IT 241 Information Discovery Fall 2012 Exam 1 Page 1

Thursday, Sept. 20, 2012

Name ______

[18 pts]

1.  Below is one of the visualization pipelines from the text.

a.  Excluding the Internet, describe 3 sources where the raw data may reside? [4]

b.  Describe three data transformations that are possibly used to generate a useful data table for input to a visualization tool. [6]

c.  Give an example of a visual mapping (color, line, dot, position, etc.) you might use to represent each of the following attribute types in a scatterplot: [8]
Nominal data of 4 distinct categories:
Nominal data of 10 categories that can be ranked:
Ordinal data:
Relational data (connections among data points):

2.  Why is Minard’s map of Napoleon’s march to Moscow and back considered a good visualization example?

[6 pts]

Is Minard’s Map an exploratory visualization, explanatory visualization or an example of visual art?

3.  Why is Nightengale’s rose petal visualization of causes of death a worthy visualization example?

[6 pts]

Was this visualization informative or persuasive, or an example of visual art? Explain your choice.

[20 pts]

4.  Data coding

a.  The value 0110 1101 in binary is ______in decimal
and its corresponding hexadecimal digits are _____.
Converting decimal 55 to binary becomes ______.
If the 8bit ASCII codes in hex for “A” and “a” are 41 and 61, respectively,
then hex codes for the string “Bad” are ______.
If we want to store 366 unique values, we would need minimally ______bits to represent those values.

b.  A 1250 x 800 pixel color image coded in RGB (+alpha) format requires ______Mbytes.

c.  Why is a .gif file considered a “lossy” image compression?

d.  A 30 second mono sound clip sampling rate at 48000 samples per second with a 16 bit depth will result in storing ______bytes.
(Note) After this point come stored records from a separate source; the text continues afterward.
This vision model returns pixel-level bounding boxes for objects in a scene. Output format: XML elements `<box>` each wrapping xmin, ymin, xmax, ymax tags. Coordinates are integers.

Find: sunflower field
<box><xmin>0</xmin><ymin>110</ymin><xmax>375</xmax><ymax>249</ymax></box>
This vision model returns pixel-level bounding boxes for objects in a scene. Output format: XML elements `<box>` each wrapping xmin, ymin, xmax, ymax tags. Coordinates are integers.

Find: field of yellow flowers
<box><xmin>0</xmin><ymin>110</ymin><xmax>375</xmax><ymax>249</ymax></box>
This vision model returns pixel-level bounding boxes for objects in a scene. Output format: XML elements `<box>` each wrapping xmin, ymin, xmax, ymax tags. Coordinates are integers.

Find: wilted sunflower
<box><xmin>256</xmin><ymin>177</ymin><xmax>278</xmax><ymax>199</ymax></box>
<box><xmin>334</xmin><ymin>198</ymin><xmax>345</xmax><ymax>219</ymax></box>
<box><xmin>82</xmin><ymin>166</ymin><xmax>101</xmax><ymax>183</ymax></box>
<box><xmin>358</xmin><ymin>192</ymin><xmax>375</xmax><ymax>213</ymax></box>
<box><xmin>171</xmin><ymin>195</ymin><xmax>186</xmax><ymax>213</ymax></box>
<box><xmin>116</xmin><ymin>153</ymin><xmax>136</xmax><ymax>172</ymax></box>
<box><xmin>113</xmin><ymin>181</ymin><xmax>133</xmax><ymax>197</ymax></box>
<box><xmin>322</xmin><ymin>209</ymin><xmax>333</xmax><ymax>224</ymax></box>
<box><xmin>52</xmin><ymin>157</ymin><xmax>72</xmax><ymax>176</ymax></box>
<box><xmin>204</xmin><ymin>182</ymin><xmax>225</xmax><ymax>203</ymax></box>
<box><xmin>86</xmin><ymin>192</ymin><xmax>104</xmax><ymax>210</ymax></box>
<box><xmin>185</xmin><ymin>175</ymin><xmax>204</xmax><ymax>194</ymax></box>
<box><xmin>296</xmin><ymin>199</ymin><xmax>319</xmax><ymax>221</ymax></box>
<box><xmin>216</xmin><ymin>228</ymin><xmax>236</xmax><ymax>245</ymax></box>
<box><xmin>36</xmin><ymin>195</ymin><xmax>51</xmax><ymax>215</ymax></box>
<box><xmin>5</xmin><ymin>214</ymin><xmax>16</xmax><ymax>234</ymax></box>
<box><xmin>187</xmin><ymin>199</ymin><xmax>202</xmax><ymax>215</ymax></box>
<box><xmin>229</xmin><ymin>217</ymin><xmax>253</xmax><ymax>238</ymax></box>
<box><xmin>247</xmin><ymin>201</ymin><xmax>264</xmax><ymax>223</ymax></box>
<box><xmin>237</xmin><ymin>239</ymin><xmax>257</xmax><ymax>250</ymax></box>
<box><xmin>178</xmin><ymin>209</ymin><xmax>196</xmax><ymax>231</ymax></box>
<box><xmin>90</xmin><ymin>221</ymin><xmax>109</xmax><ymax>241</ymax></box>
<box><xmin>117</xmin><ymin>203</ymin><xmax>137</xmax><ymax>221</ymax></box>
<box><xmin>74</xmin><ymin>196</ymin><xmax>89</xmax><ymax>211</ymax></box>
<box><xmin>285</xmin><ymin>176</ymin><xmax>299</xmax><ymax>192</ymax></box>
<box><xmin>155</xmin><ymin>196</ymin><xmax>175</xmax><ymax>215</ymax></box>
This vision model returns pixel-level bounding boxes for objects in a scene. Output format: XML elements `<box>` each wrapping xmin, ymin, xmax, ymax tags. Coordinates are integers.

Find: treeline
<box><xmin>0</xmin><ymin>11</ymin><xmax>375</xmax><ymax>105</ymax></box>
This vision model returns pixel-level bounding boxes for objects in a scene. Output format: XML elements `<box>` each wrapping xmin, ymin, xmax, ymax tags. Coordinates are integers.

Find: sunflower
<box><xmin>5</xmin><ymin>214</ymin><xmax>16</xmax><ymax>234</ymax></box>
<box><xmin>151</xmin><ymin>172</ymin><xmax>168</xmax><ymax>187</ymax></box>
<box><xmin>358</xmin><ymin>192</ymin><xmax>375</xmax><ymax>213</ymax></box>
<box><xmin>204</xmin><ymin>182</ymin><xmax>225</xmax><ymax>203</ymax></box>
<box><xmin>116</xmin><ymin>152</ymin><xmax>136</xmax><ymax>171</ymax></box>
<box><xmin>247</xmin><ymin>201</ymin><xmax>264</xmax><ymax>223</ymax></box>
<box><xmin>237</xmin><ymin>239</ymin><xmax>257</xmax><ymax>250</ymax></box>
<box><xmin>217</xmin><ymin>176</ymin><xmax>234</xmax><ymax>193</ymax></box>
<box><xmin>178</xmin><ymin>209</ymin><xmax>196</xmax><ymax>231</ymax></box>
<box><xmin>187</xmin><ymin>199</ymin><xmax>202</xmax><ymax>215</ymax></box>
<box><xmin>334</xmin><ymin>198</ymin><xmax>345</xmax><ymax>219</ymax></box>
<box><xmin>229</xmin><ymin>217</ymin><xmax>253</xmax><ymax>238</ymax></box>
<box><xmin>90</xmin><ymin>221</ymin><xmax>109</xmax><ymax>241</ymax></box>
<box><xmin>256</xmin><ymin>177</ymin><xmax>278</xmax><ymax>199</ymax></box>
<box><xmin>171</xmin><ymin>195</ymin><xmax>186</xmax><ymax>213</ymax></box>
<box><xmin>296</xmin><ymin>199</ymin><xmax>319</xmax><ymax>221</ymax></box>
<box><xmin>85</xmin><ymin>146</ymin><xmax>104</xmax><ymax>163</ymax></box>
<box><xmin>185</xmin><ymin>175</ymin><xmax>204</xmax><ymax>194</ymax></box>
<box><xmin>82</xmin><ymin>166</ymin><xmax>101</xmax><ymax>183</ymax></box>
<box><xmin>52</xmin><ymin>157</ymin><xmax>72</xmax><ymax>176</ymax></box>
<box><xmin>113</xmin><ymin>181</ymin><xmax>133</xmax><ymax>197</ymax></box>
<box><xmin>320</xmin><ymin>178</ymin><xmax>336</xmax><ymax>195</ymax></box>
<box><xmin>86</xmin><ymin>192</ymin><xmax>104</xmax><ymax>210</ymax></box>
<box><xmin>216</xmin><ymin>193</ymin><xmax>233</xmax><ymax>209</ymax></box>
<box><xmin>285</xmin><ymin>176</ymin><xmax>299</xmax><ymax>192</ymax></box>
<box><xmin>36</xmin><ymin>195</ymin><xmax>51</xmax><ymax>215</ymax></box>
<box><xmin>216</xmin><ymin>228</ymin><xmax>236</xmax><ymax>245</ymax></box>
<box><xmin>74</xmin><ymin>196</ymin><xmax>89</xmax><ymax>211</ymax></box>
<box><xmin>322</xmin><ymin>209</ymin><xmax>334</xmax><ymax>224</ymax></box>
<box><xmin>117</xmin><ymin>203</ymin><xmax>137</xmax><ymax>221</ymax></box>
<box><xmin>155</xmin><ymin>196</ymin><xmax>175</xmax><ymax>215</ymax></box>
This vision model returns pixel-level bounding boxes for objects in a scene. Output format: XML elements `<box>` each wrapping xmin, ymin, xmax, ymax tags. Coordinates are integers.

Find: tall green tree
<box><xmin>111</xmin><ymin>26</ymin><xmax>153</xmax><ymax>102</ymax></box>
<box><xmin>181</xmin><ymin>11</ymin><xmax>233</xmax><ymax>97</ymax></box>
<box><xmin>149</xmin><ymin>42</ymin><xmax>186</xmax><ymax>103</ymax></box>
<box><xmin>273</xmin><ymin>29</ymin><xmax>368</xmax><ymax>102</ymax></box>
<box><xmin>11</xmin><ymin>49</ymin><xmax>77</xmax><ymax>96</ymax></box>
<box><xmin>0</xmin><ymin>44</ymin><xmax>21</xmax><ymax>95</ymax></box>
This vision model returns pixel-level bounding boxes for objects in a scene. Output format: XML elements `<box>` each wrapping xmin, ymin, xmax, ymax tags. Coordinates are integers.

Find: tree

e.  What are the colors for these RGB hexadecimal encodings?
FFFFFF = ______888888 = ______
00FF00 = ______FFFF00 = ______

f.  If your data is simply a table of data with rows and columns, then what editable file structure is appropriate? ______(choose from XML, CSV, BMP, XLS)
If your data contains hierarchical relationships, what editable data file structure would be appropriate? ______(XML, CSV, BMP, XLS)

5.  Plot this set of 15 univariate numbers {65, 85, 93, 77, 48, 65, 50, 63, 44, 80, 55, 87, 47, 92, 73} then superimpose a Tukey box plot representing the median and 25th and 75th percentiles.

[12 pts]

┼────┼────┼────┼────┼────┼────┼────┼────┼────┼────┼────┼

40 45 50 55 60 65 70 75 80 85 90 95

Without calculating do you expect the mean of this set of numbers to be greater or smaller than the median? ______

6.  We saw the following relational database SQL query in class. Fill in the blanks below regarding the query.

[4 pts]

SELECT S.lastName, S.firstName, S.major
FROM Student S, Enroll E, Class C, Faculty F
WHERE F.name='Byrne' AND F.facId=C.facId
AND C.classNumber=E.classNumber AND E.stuId=S.stuId

There are _____ (number) tables participating in the query. The combining of the tables in called a(n) ______operation. There are ______(number) attributes in the result. The result will have ______(more/less) tuples than the Student relation has.

7.  Describe three possible ways to handle missing data in a data set.

[6 pts]

a.

b.

c.

8.  What is normalizing data in an attribute? Give a concrete example of normalizing.

[5 pts]

9.  The following attributes are found in a daily weather data set in some state.

[14 pts]

a.  Associate the best descriptor for each attribute. If you do not understand the semantics of the attribute, please ask for clarification. Not every descriptor may be used.

Choices: Nominal-Categorical (NC), Nominal-Ranked (NR), Nominal-Arbitrary (NA)

Ordinal Continuous (OC), Ordinal Discrete (OD), Ordinal Statistical (OS)

Spatial/geometric (Sp), Temporal (T)

Date
Day of Week
Latitude-Longitude
County
Low temperature
High temperature
Rainfall
Snowfall
Number of highway fatalities
Prominent cloud type

b.  Give two attributes that are independent: ______and ______

c.  Give two attributes that are dependent: ______and ______

10.  Data mining concept views. Refer to the above weather data set attributes.

[9 pts]

a.  Give a classical concept view from the data set above. That is, come up with a property in an IF- condition THEN assertion ELSE assertion pattern. Be specific using attributes.
Do something more creative than IF cloudy THEN rainfall>0 ELSE rainfall=0!

b.  Recast your classical concept as probabilistic concept views. E.g. when there was rainfall it was cloudy

c.  Give two exemplar views of your classical concept (Examples of the concept).